MK-886
- Names: Preferred IUPAC name 3-{3-(tert-Butylsulfanyl)-1-[(4-chlorophenyl)methyl]-5-(propan-2-yl)-1H-indol-2-yl}-2,2-dimethylpropanoic acid

Identifiers
- CAS Number: 118414-82-7;
- 3D model (JSmol): Interactive image;
- ChEBI: CHEBI:75390;
- ChEMBL: ChEMBL29097;
- ChemSpider: 2885052;
- DrugBank: DB16739;
- MeSH: L+663536
- PubChem CID: 3651377;
- UNII: 080626SQ8C;
- CompTox Dashboard (EPA): DTXSID5041067 ;

Properties
- Chemical formula: C_{27}H_{34}ClNO_{2}S
- Molar mass: 472.083

= MK-886 =

MK-886, or L-663536, is a leukotriene antagonist. It may perform this by blocking the 5-lipoxygenase activating protein (FLAP), thus inhibiting 5-lipoxygenase (5-LOX), and may help in treating atherosclerosis.

MK-886 is a synthesized chemical compound known for its role in inhibiting the 5-lipoxygenase-activating protein (FLAP). Key part in leukotriene biosynthesis. It has potential therapeutic applications in different types of cancer when paired up with other synthetically made chemical compounds. This includes the cancer cells doing apoptosis and suppress tumor cell growth independent from leukotriene inhibition with some cases.

== Mechanism of action ==
Originally MK-886 was made as a FLAP inhibitor which has some interference with the leukotriene pathway. This is done by blocking 5-lipoxygenase which is an enzyme which aids in the synthesis of pro-inflammatory leukotrienes which is linked to some inflammatory diseases and cancers.

== Cancer research and apoptosis ==
Several studies have shown the anti-cancer potential of MK-886. In a 2004 study MK-886 was shown to induce apoptosis in gastric cancer cells through the upregulation of the pro-apoptotic proteins p27^kip1 and Bax. This shows that the compound may promote cell death through a pathway that is at least partially independent of its role in leukotriene inhibition.

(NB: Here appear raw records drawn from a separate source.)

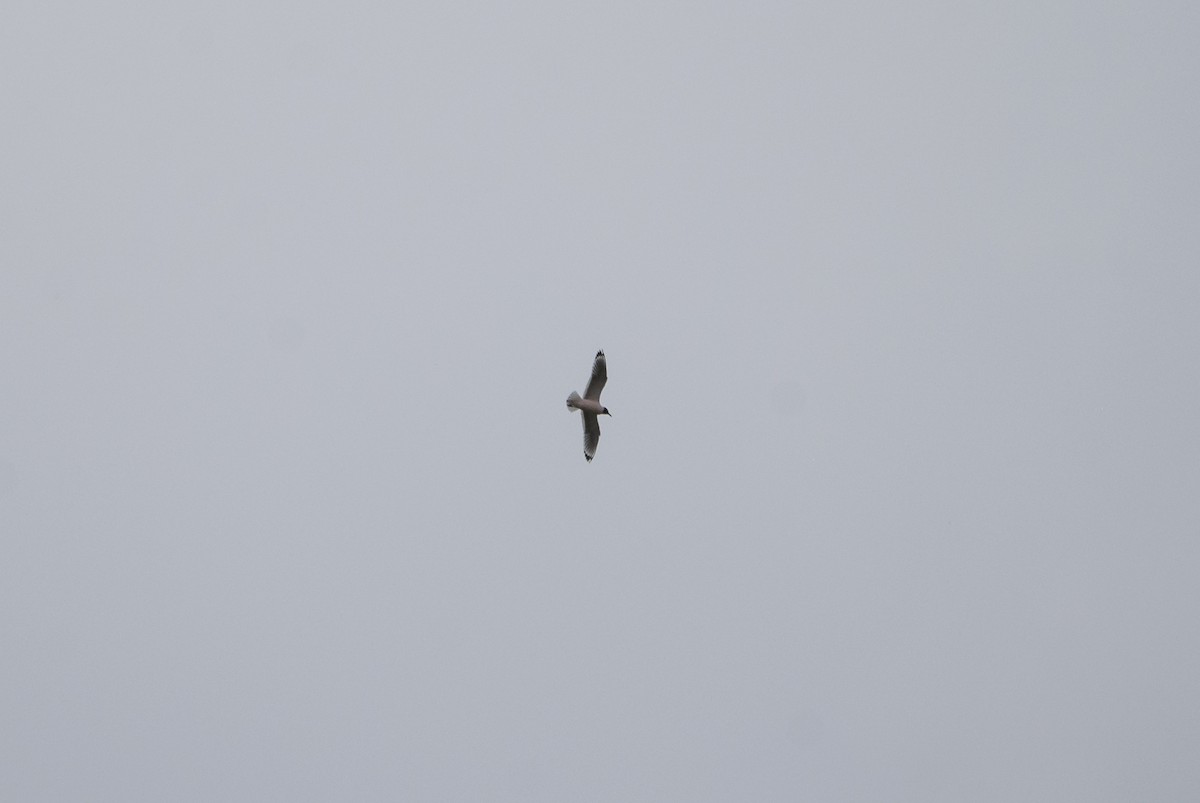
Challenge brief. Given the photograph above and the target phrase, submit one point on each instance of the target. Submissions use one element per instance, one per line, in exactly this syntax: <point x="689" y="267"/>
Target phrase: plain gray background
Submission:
<point x="899" y="499"/>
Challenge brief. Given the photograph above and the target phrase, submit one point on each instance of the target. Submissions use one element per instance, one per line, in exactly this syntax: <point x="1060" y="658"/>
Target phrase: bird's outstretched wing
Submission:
<point x="599" y="376"/>
<point x="591" y="435"/>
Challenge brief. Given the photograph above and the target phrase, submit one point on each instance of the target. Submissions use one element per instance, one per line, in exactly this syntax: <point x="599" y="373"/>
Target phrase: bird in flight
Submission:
<point x="591" y="406"/>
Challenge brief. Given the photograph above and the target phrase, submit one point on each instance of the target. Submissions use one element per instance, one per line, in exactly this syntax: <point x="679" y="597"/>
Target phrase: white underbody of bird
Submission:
<point x="591" y="407"/>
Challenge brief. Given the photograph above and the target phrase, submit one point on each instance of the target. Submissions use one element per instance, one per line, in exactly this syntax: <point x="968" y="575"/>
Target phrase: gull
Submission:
<point x="591" y="406"/>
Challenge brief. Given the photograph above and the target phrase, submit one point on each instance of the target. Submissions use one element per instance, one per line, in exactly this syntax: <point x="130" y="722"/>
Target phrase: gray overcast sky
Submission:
<point x="899" y="499"/>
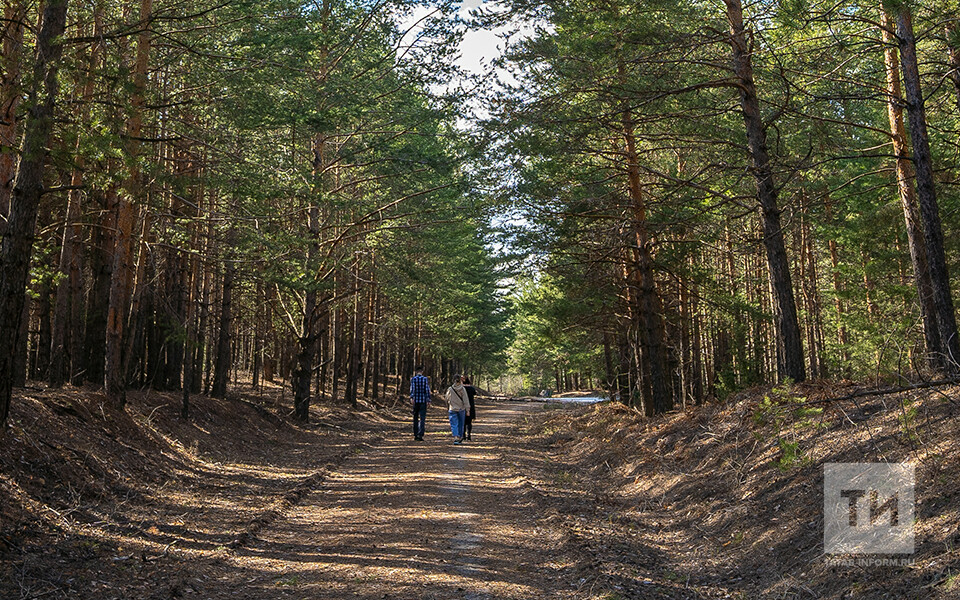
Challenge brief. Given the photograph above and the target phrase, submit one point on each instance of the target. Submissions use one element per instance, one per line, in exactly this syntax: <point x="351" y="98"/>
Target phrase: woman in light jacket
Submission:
<point x="458" y="402"/>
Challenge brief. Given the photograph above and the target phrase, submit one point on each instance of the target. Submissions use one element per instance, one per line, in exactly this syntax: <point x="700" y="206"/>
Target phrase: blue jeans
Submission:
<point x="419" y="418"/>
<point x="457" y="418"/>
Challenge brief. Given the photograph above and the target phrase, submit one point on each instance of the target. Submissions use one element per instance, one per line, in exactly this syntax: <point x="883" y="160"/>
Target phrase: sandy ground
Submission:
<point x="408" y="519"/>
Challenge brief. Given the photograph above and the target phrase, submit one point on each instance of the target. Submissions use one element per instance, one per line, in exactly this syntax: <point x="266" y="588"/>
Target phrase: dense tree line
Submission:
<point x="197" y="194"/>
<point x="720" y="195"/>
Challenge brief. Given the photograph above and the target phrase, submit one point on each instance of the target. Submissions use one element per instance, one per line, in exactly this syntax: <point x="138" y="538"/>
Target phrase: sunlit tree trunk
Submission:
<point x="789" y="348"/>
<point x="926" y="189"/>
<point x="908" y="198"/>
<point x="14" y="14"/>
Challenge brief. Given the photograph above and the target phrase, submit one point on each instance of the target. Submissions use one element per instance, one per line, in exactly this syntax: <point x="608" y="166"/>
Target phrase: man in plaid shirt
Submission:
<point x="420" y="397"/>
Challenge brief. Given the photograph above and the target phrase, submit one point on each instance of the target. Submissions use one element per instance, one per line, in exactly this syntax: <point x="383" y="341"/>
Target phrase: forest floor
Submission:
<point x="547" y="500"/>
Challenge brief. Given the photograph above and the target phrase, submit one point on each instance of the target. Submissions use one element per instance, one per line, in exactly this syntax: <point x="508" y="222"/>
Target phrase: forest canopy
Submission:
<point x="664" y="200"/>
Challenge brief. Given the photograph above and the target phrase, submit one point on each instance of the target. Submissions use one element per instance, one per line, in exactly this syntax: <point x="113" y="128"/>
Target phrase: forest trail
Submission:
<point x="410" y="520"/>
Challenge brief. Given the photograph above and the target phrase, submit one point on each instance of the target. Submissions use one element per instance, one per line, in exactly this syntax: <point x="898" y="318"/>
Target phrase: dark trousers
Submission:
<point x="419" y="418"/>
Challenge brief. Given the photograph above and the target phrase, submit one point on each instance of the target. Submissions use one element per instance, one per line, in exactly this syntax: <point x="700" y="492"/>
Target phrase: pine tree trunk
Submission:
<point x="306" y="341"/>
<point x="926" y="191"/>
<point x="122" y="276"/>
<point x="221" y="374"/>
<point x="13" y="14"/>
<point x="789" y="348"/>
<point x="17" y="244"/>
<point x="908" y="199"/>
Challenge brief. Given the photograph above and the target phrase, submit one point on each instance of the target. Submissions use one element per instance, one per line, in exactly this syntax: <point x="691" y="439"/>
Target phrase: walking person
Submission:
<point x="457" y="401"/>
<point x="472" y="409"/>
<point x="420" y="398"/>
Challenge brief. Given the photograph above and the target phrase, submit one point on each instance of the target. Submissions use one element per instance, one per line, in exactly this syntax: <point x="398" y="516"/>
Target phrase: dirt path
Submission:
<point x="410" y="520"/>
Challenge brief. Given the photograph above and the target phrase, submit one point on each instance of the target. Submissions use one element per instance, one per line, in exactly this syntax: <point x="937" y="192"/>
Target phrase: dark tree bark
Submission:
<point x="926" y="190"/>
<point x="789" y="348"/>
<point x="908" y="198"/>
<point x="17" y="245"/>
<point x="222" y="370"/>
<point x="121" y="285"/>
<point x="14" y="13"/>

In another study from 2007 researchers investigated the combined inhibition of 5-lipoxygenase and cyclooxygenase-2 (COX-2) in premalignant and malignant lung cell lines. MK-886 when combined with a COX-2 inhibitor significantly enhanced growth arrest and cell death. This shows a synergistic effect when targeting multiple inflammatory pathways in cancer therapy.

== Therapeutic potential ==
Due to its ability to both function in inflammatory and apoptotic pathways MK-886 has gained some recognition as a therapeutic agent for not a solo case of inflammatory diseases but also for cancers where leukotriene signaling, specially, helps to promote the tumors survival and growth.